With the presence of lakhs of soldiers, most of the time with the Armed Forces Special Powers Act in force, pitched battles with stone-pelters, sometimes with the use of live pellets, taking around a Kashmiri youth tied to the bonnet of a jeep, dire warnings of elimination if found in possession of a gun and booking some youths under the sedition law for raising anti-India slogans, have we succeeded in winning the hearts and minds of the Kashmiri youth? Their sharp alienation (in the Valley) is a reality. The following steps might help in salvaging the deteriorating situation:
First, the old generation of Kashmiri leaders have lost credibility. The new generation doesn’t trust the Centre. We need a non-political, non-bureaucratic person of international repute who has no baggage of the Partition nor associated with the mis-governance of the state whom the youth could trust and listen to. The only person who has the moral authority, the stature and unblemished compassion is His Holiness the Dalai Lama.
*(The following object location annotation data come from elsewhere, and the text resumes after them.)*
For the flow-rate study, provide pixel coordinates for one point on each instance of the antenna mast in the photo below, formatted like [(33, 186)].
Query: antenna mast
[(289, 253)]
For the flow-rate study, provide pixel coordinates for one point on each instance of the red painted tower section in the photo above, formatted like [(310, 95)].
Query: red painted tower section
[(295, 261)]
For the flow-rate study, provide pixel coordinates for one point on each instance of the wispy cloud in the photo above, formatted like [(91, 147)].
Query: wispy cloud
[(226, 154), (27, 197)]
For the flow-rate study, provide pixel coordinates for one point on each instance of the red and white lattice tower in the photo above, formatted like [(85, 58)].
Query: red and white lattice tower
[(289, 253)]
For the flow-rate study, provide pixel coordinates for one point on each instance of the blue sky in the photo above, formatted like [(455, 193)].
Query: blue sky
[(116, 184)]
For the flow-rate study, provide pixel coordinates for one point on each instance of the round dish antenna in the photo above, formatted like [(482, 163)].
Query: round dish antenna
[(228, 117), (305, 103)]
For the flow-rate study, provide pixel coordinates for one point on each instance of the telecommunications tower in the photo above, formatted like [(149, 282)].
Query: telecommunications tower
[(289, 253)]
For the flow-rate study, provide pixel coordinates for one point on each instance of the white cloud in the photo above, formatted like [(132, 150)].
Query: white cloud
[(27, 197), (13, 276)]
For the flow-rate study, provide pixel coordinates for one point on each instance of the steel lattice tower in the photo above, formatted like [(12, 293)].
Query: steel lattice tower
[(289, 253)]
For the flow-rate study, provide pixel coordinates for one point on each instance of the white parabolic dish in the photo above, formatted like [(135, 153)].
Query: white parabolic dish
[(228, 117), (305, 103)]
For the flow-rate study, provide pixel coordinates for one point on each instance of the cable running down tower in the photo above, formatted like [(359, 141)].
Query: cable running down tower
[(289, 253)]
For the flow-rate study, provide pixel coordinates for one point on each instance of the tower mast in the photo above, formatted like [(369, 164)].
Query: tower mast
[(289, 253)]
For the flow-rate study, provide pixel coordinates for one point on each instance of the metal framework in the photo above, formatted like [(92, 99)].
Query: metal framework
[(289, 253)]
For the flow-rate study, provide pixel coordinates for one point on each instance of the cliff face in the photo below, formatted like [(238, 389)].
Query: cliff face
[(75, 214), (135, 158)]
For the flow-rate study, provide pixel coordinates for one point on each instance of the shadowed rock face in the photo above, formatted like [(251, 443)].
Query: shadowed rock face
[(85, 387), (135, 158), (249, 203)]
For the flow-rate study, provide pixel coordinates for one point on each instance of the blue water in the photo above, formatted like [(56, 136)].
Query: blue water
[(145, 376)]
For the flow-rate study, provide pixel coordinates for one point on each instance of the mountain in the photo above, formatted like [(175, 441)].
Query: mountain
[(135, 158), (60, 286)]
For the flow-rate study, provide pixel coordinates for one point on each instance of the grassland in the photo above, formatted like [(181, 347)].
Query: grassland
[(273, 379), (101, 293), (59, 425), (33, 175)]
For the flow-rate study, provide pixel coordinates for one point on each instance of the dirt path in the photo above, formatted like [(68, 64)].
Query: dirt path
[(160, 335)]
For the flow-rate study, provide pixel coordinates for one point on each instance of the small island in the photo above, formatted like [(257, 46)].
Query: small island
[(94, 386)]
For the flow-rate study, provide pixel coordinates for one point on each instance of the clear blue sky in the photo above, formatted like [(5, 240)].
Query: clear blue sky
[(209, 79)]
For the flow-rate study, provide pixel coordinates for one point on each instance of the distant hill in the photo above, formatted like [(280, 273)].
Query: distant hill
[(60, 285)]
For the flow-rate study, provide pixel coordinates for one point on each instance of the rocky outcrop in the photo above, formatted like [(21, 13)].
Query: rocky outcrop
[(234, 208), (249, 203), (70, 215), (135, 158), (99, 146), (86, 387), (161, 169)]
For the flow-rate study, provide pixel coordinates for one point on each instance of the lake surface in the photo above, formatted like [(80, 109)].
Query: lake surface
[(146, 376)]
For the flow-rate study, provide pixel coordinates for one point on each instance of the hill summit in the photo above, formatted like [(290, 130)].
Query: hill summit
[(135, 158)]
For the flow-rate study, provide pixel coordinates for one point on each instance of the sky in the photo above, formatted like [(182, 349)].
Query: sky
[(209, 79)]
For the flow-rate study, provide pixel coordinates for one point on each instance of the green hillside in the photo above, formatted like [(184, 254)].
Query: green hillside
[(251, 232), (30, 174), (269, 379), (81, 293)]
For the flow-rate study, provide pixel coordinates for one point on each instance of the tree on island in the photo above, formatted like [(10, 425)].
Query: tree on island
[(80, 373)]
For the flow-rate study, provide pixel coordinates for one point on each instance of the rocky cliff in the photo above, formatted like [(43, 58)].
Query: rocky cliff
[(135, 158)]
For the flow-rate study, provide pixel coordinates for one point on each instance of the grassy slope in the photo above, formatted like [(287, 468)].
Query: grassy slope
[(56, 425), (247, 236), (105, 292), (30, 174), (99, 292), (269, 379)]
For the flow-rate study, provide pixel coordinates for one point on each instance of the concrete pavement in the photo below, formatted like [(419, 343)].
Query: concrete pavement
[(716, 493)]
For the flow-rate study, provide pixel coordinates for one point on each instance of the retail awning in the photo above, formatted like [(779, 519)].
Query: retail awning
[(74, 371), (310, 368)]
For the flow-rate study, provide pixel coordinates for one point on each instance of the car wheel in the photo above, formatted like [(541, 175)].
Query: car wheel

But will he agree to exhort the youth to shun violence and pursue the path of dialogue to have their grievances redressed?
Second, the establishment of a Peace and Reconciliation Commission like in South Africa after the fall of the apartheid regime which invites all aggrieved citizens of Jammu and Kashmir, Muslims and Hindus alike, to record specific instances of excesses/harassment/intimidation/molestation/physical assault/unlawful incarceration by the state. This cathartic process can lead to the lessening of hatred and bitterness and open a narrow window of reconciliation.
Third, to identify persons of impeachable credentials who could dare the protesting youth to come forward for an open debate without any threats of arrest and disarm them with the strength of sound arguments that neither an independent Kashmir nor embracing Pakistan was a viable option. The first will never happen and the second option will make them the new Muhajirs who are treated as second-class citizens in Pakistan. A large number of youths are likely to come around to accepting the reality that remaining in India was the best possible option.
Fourth, young Kashmiris with a clean image like Shah Faesal, the topper of the Civil Service Exams 2010, who has since resigned and launched his own party, should be co-opted as ambassadors of peace in Jammu and Kashmir. Frequent visits to the Valley by celebrities from Bollywood, from the world of music and dance and sports icons with a pan-India appeal might draw the Kashmiri youth closer to India.
One wonders if the revocation of Article 370, already considerably eroded, and attempts to change the demographic profile of the Valley will help in the restoration of peace and normality?
Finally, the radicalisation of the Kashmiri youth is a reality. But what have we done to de-radicalise them? Why can’t we beat the jihadi recruiters at their own game by offering a narrative powerful enough to counter the jihadi narrative and wean away the misguided youth indoctrinated by terrorist masterminds? But do we have a counter-narrative?